Webinar

Exploring the Hidden Costs of Data Friction

For many enterprise marketers, shipping and syncing customer data with their ESP’s cloud is just considered one of the inevitable — annoying but inevitable — parts of sending personalized campaigns. What else can they do? They have to use their ESP to build campaigns, and the data has to get out to them somehow. For large brands, that means copying the segment of data they need, shipping it out to their ESP’s marketing cloud, and using that copy to personalize their communications.

But all of that takes work. It requires someone’s time to replicate that data and sync it with the cloud. There’s the time spent waiting for the sync to complete, and the time spent dealing with triggered campaigns sending confusing messages based on outdated data. And there’s the fact that you’re paying to store the same data twice — once in your own database, and then again in your ESP’s cloud. Those are just a few of the costly problems with this process.

A new research report from The Relevancy Group sought to dig deeper into these problems and put some real numbers on what it’s costing large brands to continue to participate in it. And in our latest webinar, experts from The Relevancy Group joined us to take a peek at this research, along with why these challenges persist. Here are three major takeaways from the webinar:

These data syncs run into frequent problems

If you’re a marketer who deals with these data syncs, sees near-constant malfunctions, and thinks your problems are unique, this survey will help to show you you’re far from alone. Marketers in every industry surveyed averaged at least one malfunction per week, and most reported suffering more than two per week. These numbers are sobering for marketers who want to get their work done without the hassle of problems, and just want their technology to get out of their way.

Nick Einstein, CRO, The Relevancy Group: “The numbers are staggering to me, and represent, from our perspective, really big headwinds here. And these are likely why marketers are keeping their data closer. These sorts of malfunctions not only cost a marketer internally in resources to monitor, manage, and rectify, but also negatively impact customer experiences.”

Jeanniey Mullen, Principal Analyst, The Relevancy Group: “It costs internal resources, and it impacts customer experience. But it also costs significant dollars from a revenue and a profit standpoint. And it’s unfortunate because so many of us on the marketing side put these data feeds in some automated fashion. And by the time we get notified that the data load failed, it’s almost too late to recover from a program, especially if it’s a launch or a flash sale or something that’s most immediate.”
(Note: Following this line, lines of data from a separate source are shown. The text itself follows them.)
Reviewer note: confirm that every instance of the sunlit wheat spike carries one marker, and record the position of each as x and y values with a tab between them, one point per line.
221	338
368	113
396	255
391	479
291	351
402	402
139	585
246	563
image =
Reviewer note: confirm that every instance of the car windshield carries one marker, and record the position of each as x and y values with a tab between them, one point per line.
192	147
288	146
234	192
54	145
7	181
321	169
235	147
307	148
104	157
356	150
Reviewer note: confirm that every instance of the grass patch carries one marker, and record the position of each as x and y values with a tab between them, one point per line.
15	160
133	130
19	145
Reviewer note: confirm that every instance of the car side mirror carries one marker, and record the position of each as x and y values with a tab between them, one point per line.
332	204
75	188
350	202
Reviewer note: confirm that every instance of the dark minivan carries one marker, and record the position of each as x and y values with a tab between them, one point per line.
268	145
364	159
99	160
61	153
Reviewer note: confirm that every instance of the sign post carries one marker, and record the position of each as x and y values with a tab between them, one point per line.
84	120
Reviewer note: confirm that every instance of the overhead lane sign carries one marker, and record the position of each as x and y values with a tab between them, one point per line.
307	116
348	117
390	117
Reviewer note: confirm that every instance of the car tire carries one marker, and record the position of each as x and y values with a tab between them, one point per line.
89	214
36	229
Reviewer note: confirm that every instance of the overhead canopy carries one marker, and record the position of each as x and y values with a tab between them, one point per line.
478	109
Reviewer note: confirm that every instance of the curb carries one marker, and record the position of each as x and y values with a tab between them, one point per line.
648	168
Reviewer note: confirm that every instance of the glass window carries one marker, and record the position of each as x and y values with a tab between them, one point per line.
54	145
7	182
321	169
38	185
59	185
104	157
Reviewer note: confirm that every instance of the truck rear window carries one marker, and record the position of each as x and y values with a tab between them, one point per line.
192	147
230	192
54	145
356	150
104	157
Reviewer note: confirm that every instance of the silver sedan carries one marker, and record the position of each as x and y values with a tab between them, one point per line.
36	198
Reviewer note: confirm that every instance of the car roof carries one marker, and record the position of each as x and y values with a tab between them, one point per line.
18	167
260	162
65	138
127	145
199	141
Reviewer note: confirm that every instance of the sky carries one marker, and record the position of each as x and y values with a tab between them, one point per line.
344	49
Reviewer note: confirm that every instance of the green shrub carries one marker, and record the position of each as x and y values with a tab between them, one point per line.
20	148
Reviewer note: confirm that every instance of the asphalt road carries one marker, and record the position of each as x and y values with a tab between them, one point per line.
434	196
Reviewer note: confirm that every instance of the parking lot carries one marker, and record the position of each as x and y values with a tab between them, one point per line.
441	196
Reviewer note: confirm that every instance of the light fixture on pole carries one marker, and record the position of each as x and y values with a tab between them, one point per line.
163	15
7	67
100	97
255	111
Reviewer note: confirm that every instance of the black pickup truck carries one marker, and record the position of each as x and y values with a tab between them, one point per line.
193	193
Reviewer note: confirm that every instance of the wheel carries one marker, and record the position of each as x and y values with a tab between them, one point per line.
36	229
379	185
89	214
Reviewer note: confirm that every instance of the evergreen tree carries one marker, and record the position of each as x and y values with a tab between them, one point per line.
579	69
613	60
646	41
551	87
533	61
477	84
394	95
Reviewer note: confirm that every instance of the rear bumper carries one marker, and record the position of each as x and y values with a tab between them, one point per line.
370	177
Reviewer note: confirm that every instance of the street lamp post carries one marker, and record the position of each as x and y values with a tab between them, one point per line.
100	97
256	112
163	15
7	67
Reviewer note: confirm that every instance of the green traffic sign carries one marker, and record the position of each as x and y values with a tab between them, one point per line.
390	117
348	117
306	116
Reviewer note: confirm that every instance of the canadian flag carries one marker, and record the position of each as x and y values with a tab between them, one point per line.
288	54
It takes a long time to get set up with a marketing cloud ESP

Across the verticals surveyed for the report, they consistently reported between 8 and 10 months for their integration with a marketing cloud ESP partner, and they also found that some of the larger and more complex implementations took years to complete. And that’s time and labor-intensive work, often disrupting marketing efforts and bringing significant cost for the teams involved.

Einstein: “Integrations are difficult when you’re a Super Sender and have a lot of data integrated across the marketing organization and beyond the marketing organization. It’s not all living in marketing. It’s living across the enterprise. When it comes to integrating that fully with the marketing solution, the resources and the time adds up, and we’ve heard horror stories of people renewing contracts before they’ve been fully implemented.”

The opportunity cost is high for this extra work

To find the full cost of constantly shipping data up to your ESP’s cloud, you not only have to look at the money you’re actually spending, but what you aren’t doing because you’re devoting so much time and effort to this one pursuit that is only necessary due to outdated technology. And marketers gave a dream list that included improving personalization, improving segmentation and becoming more strategic when asked what they’d prefer to do with that lost time.

Mullen: “It almost opens up a whole other set of issues, which is when the data feeds fail, when your data is only being transferred weekly for whatever reason, then you are almost forced into creating personalization, segmentation, and other elements for your email program around what the data will allow you to do. So it’s not like we can even sit down and create the most incredible customer journeys or look at customer experiences effectively because we’re so limited.”

Will Devlin, VP, Marketing, MessageGears: “It impacts job satisfaction, and there are people (in MessageGears’ survey earlier this year) on teams where they were siloed because of the tech being siloed, and all this stuff was inefficient and they were asked if they wanted to go into email marketing again if they had the chance to start over, and a lot of them said no. So there’s a lot of us who want to be strategic, want to improve personalization, segmentation, and feel like the technology and the inefficiencies created around moving data back and forth is a real barrier to that.”